Over the past 20 years companies have worked to reduce and remove inventory where possible, achieving the absolute least cost in the process. Today, you must balance inventory, determine which inventory is right, and even decide the right customers to serve. Understanding your processes, as well as those of your partners, is integral to supply chain strategy.
When your retail partner asks you to drop ship product to their customers, can you segment your inventory into the different physical channels to both serve those individual orders and continue filling regular store-level inventory needs?
How should your inventory model change as you move toward insourcing or reshoring? With longer lead times and growing landed costs from foreign vendors, local suppliers allow you to manage a smaller inventory or direct ship to customers and ultimately lower overall cost. Do you have the contingencies in place across your network of vendor partners to deploy local or regional sourcing in the event of overseas disruption?
By stepping outside your own walls and understanding processes upstream and downstream – as well as their alternatives – you become a stronger business, especially if you can offer your suppliers visibility into your own demand.

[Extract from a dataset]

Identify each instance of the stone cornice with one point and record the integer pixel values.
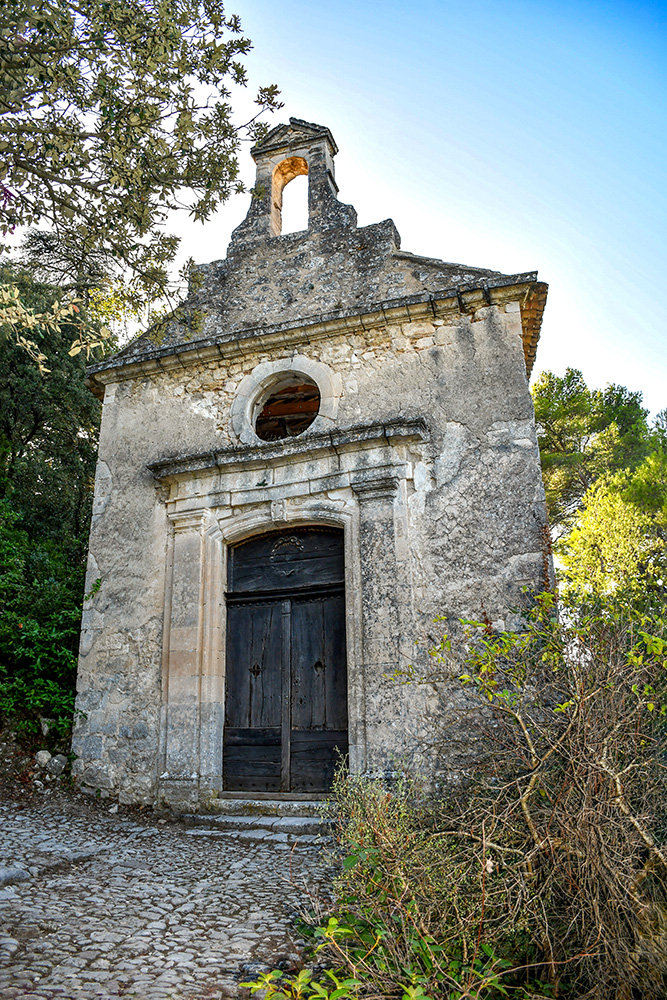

Ultimately, that level of collaboration helps your partners plan better, improving efficiency and service to you in the process.

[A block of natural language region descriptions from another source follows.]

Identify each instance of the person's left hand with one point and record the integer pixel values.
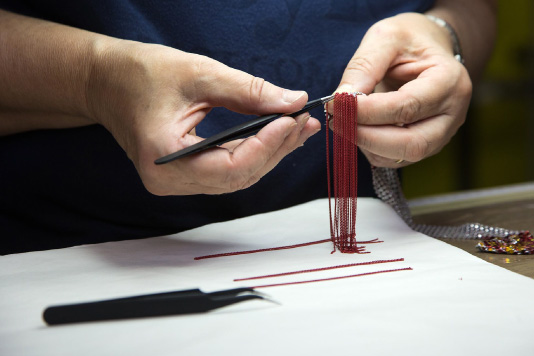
(420, 92)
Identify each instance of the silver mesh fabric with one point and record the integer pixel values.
(388, 188)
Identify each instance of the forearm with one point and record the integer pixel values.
(475, 24)
(44, 72)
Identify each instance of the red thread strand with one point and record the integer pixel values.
(226, 254)
(318, 269)
(332, 278)
(342, 174)
(261, 250)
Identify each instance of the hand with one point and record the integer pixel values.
(421, 93)
(151, 98)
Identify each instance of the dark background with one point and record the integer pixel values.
(495, 146)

By helping clients understand their total value stream with lean-minded supply chain strategy consulting, Transportation Insight helps them visualize how changes to their network can improve cost and service across their transportation environment.
Capacity for Change can Limit Improvement
Achieving flexibility in your supply chain requires both an ability to recognize when processes are not performing and a willingness to change. It became especially clear during the pandemic that a lot of companies don’t know how to implement change.

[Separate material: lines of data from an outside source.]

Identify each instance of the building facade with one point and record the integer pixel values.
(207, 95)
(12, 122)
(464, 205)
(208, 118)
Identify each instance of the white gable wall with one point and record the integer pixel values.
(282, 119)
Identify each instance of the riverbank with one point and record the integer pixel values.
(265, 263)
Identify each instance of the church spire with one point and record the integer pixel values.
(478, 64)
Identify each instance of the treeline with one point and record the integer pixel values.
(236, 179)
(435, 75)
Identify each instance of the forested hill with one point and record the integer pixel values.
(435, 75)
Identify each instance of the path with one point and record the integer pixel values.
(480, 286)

Leadership has to want to change and improve. And it’s important to understand that if you are not constantly problem-solving, you’re going backwards. Smaller companies understand this especially well. But larger companies are often separated into silos, and high-level metrics don’t adequately represent day-to-day activity.
Are you willing to let your partners save you from yourself? If leadership is not willing to accept analysis and insight that supports change, then activity rarely changes until a crisis happens. And when that crisis comes, without analysis to support process improvement, you may not be able to determine the right practices to change.
Performing that analysis is no easy task. A lot of smaller companies don’t have the skillsets or capacity to complete that data-driven look. Likewise, medium and large companies may dedicate people to monitor performance in different supply chain areas. However, they may not be organized to interpret the overall data and devise solutions to the problems it reveals.
That is where Transportation Insight helps. We have the capacity to perform complete analysis of SKU-level performance, network design and alternative, contingency supply chain strategies. Importantly, we also teach your teams how problem-solve, a skill that you can then pass along to others in the organization.
Once we deploy a problem-solving mindset alongside analysis of your supply chain data, we can create a map of the transportation activities across your network and determine options for addressing problems that drive up your costs. By pairing those continuous improvement efforts with network flexibility that eliminates the risk of disruption, Transportation Insight positions you for improved cost control and enhanced opportunities for growth.
With these insights, you can determine if engaging an expert supply chain planning partner is the best answer for your business.